It is worse than that.  If you consider only the set of valid, and
well-formed XHTML 1.1 documents, it is the case that parsing all such
documents as text/html will produce a DOM, but it is not the case that
all such DOMs will be identical to the ones produced if the same sources
were parsed as application/xhtml+xml.

More info: http://wiki.whatwg.org/wiki/HTML_vs._XHTML

Most of the differences deal with things like titles, textarea, scripts,
and style elements.  Also, <![CDATA[...]]> ends up being treated as a
comment in HTML.

The first observation is that even the Microdata proposal in the current
HTML 5 specification doesn't meet the criteria specified above(*), as
titles which contain the strings "&amp;" or "&lt;" will produce
different triples when those documents are parsed as text/html vs
application/xhtml+xml.

As an aside: for purposes of this discussion, I suggest adopting the
approach of identifying content based on the MIME type.  My weblog, for
example, is only XHTML when served to browsers that support
application/xhtml+xml.  For all other browsers (e.g. Lynx, IE8), it is
simply HTML.  I also suggest dropping version numbers when referring to
HTML or XHTML.

>> Sometimes an RDFa parser, dealing with HTML,
>> will hit a situation where it needs to generate an XMLLiteral from
>> non-wellformed HTML. In these situations, it seems to me that we have a
>> choice of three potential "the parser MUST" actions, all of which are
>> roughly consistent with RDFa in XHTML:
>>
>> 1. The parser MUST ignore this triple altogether. A simple solution, and
>> it means that the HTML graph would be a subset of the XHTML graph. RDF
>> vocabularies are generally defined so that if a graph G is true, then
>> any graph H such that H is a subset of G is also true.
> 
> The XHTML parser can't ignore the triple due to a parser error, or if it
> corrects the parser error, shouldn't output the malformed XMLLiteral.
> 
> The HTML5lib parser will never see that the XMLLiteral was malformed.
> 
>> 2. The parser MUST add the triple to the graph as normal, but MUST NOT
>> set the literal's datatype to XMLLiteral. They could either leave the
>> literal as an untyped literal (that happened to have a lot of angled
>> brackets in it) or perhaps set it to some HTMLLiteral datatype of our
>> own concoction.
> 
> This would be a problem because the XML-based parser implementations
> would switch the datatype of the object to something like
> XMLCharacterStream, while the html5lib parser would output an XMLLiteral.
> 
> I don't believe that there is any such thing as an malformed XMLLiteral
> in HTML5... is there? Can anybody think of an example of an invalid
> XMLLiteral in an html5 parser?

<div about="#foo" xmlns:dc="http://purl.org/dc/elements/1.1/">
   <span property="dc:description"><a$></span>
</div>

>> 3. The parser MUST coerce the HTML fragment into a well-formed (but not
>> necessarily valid) XHTML fragment. The HTML5 draft gives us decent
>> algorithms for doing this.
> 
> It does, but HTML5 has nothing to do with XHTML1.1 and XHTML2 - why
> should we apply HTML5's parsing rules to XHTML1.1 and XHTML2 documents?

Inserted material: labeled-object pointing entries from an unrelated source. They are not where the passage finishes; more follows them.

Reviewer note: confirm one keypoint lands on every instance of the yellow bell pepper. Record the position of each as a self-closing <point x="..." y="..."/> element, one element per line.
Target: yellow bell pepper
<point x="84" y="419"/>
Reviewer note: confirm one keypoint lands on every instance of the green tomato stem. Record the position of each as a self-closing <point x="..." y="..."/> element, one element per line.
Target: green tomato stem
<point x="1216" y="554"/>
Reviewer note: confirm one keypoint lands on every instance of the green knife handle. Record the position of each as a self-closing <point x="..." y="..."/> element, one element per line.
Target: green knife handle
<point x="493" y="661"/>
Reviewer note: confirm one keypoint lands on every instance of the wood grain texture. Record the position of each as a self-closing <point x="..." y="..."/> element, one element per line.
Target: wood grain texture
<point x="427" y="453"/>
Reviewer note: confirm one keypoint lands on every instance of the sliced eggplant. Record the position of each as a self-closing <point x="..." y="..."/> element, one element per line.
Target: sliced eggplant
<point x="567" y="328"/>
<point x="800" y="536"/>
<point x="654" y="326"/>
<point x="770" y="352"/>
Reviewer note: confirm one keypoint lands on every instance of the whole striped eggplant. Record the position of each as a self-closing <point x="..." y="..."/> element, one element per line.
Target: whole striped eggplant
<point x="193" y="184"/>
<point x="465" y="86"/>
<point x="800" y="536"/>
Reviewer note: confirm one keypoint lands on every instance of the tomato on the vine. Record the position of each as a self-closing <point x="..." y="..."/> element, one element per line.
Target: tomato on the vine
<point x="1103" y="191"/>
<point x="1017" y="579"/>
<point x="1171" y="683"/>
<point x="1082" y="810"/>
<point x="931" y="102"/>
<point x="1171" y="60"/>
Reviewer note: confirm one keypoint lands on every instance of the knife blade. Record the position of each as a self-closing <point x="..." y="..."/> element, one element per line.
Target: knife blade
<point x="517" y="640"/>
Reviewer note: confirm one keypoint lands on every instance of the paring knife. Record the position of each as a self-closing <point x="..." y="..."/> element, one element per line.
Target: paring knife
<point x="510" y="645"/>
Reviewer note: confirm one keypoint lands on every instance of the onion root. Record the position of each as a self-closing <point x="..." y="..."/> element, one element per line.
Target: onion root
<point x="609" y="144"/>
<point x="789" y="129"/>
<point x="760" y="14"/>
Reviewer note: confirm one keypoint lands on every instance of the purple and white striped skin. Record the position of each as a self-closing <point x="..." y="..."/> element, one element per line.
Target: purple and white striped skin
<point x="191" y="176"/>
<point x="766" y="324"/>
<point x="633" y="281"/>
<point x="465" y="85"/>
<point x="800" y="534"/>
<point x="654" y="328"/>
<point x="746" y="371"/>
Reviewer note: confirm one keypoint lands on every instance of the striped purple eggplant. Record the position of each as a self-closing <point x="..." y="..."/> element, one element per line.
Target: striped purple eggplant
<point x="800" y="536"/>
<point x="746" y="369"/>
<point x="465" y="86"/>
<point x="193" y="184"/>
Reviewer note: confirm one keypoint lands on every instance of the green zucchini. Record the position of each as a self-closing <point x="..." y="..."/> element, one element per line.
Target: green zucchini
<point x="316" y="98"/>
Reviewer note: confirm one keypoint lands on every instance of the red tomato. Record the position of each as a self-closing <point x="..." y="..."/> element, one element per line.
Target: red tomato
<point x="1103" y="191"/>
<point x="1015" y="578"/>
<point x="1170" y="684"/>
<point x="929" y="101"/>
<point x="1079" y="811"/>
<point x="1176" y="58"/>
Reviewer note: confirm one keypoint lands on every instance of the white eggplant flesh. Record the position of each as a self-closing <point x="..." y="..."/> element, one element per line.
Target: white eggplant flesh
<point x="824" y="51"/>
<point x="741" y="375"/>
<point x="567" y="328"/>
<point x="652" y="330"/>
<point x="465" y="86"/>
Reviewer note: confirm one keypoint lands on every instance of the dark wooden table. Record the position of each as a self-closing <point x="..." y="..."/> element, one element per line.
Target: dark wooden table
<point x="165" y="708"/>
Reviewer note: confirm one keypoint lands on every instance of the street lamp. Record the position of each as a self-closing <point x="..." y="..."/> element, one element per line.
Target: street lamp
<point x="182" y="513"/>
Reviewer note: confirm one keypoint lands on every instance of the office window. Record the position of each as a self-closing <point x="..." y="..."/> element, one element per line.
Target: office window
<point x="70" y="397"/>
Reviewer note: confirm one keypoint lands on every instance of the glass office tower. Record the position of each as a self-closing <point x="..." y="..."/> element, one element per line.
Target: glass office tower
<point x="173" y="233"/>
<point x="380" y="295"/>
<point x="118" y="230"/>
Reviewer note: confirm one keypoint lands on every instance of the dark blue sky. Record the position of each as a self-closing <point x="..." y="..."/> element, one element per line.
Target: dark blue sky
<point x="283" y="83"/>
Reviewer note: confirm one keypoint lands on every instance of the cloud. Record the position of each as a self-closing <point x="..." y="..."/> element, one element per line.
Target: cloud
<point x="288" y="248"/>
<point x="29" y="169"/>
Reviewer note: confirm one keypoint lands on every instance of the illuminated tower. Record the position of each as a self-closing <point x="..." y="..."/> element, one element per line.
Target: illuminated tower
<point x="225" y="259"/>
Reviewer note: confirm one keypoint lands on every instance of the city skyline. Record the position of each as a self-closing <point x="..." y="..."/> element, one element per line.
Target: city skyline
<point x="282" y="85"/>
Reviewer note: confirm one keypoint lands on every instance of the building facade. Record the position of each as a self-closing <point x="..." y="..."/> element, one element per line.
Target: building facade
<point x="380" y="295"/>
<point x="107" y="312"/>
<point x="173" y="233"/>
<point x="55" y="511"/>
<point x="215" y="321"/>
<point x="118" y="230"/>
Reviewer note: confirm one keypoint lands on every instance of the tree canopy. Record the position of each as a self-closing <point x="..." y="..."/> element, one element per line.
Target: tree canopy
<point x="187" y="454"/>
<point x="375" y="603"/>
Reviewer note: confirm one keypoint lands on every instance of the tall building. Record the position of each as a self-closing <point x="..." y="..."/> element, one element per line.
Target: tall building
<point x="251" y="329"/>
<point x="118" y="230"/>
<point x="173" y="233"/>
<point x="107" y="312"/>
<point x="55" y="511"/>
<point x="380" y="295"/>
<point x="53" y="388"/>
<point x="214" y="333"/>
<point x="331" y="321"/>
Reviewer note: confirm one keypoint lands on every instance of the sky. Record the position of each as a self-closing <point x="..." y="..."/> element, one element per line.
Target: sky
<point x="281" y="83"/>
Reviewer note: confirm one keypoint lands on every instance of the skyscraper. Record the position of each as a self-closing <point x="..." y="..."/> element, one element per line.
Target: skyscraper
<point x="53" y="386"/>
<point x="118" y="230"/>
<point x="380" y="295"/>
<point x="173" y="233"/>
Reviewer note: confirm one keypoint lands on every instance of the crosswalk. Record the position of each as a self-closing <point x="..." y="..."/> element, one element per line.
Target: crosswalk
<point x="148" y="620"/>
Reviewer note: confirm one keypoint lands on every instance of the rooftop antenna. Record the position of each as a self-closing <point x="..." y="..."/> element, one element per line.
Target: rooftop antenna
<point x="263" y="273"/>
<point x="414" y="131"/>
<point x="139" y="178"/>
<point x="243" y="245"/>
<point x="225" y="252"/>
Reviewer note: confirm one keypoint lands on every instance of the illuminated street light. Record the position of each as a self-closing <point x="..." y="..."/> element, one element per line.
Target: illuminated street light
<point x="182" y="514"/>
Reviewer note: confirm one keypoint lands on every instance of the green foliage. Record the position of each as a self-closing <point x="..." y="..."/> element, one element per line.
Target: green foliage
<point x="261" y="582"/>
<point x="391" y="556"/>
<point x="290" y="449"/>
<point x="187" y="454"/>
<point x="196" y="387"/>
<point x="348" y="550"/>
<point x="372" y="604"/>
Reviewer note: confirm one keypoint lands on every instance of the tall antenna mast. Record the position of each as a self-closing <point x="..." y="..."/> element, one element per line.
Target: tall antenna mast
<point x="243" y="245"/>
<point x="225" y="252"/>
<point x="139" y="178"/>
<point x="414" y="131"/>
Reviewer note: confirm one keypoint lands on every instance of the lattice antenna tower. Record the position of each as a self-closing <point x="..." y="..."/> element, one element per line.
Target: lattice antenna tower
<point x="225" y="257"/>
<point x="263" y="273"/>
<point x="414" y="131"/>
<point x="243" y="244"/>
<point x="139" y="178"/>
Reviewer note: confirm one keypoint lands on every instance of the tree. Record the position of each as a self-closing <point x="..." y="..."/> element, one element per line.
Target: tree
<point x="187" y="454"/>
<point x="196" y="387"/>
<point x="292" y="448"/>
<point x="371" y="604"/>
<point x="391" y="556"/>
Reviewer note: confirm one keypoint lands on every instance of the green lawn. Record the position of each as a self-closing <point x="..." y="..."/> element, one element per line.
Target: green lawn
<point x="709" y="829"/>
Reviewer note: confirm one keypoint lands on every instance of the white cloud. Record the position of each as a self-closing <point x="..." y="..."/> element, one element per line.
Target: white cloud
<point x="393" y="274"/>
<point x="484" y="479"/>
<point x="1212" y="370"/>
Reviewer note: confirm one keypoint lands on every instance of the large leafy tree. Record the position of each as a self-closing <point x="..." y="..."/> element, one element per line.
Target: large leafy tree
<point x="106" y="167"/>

Browsers will apply HTML parsing rules to XHTML1.1 documents served as
text/html.  This can affect the triples produced by jquery.rdfa.js.

> I don't think that this is something we can 'MUST' ourselves out of...
> relaxing the conformance requirements to not include XMLLiterals seems
> to be a mechanism that would:
> 
> a) Allow variance in IF and HOW XMLLiterals are generated - which will
> vary based on if a document is being parsed by a SAX-based XML parser in
> XHTML1.1, or a DOM-based Javascript parser in HTML5.
> b) Not automatically disqualify all DOM-based HTML5 implementations, or
> non-raw-stream-based XHTML1.1 implementations.
> 
> Although, even this approach bothers me quite a bit... as does getting
> rid of XMLLiterals all-together.

There are a set of documents which will produce the same RDF triples
independent of whether the document is processed as text/html vs
application/xhtml+xml.

1) I suggest that the syntaxes for RDFa in application/xhtml+xml vs RDFa
in text/html not be considered separately, but be developed together and
with an eye towards maximizing the set mentioned above.

2) (in the fullness of time) it would be helpful if there were a
validator which identified documents which cause different triples to be
produced.  If such a tool also identifies other conformance issues with
the document, it would be helpful to have an option to turn the
reporting of such issues off as with many documents this will obscure
the set of errors that affect the production of triples.

3) Test cases should be produced with the goal of ensuring that parsers
looking to produce RDF triples (whether it be from microformats,
microdata, or RDFa) respect the MIME type of the document.

> -- manu

- Sam Ruby

(*) I don't know whether this is an oversight, or even a problem, but
when looking into the HTML5 draft, I couldn't find where itemprop
attributes have any effect on the RDF triples produced.
Received on Wednesday, 27 May 2009 06:06:26 UTC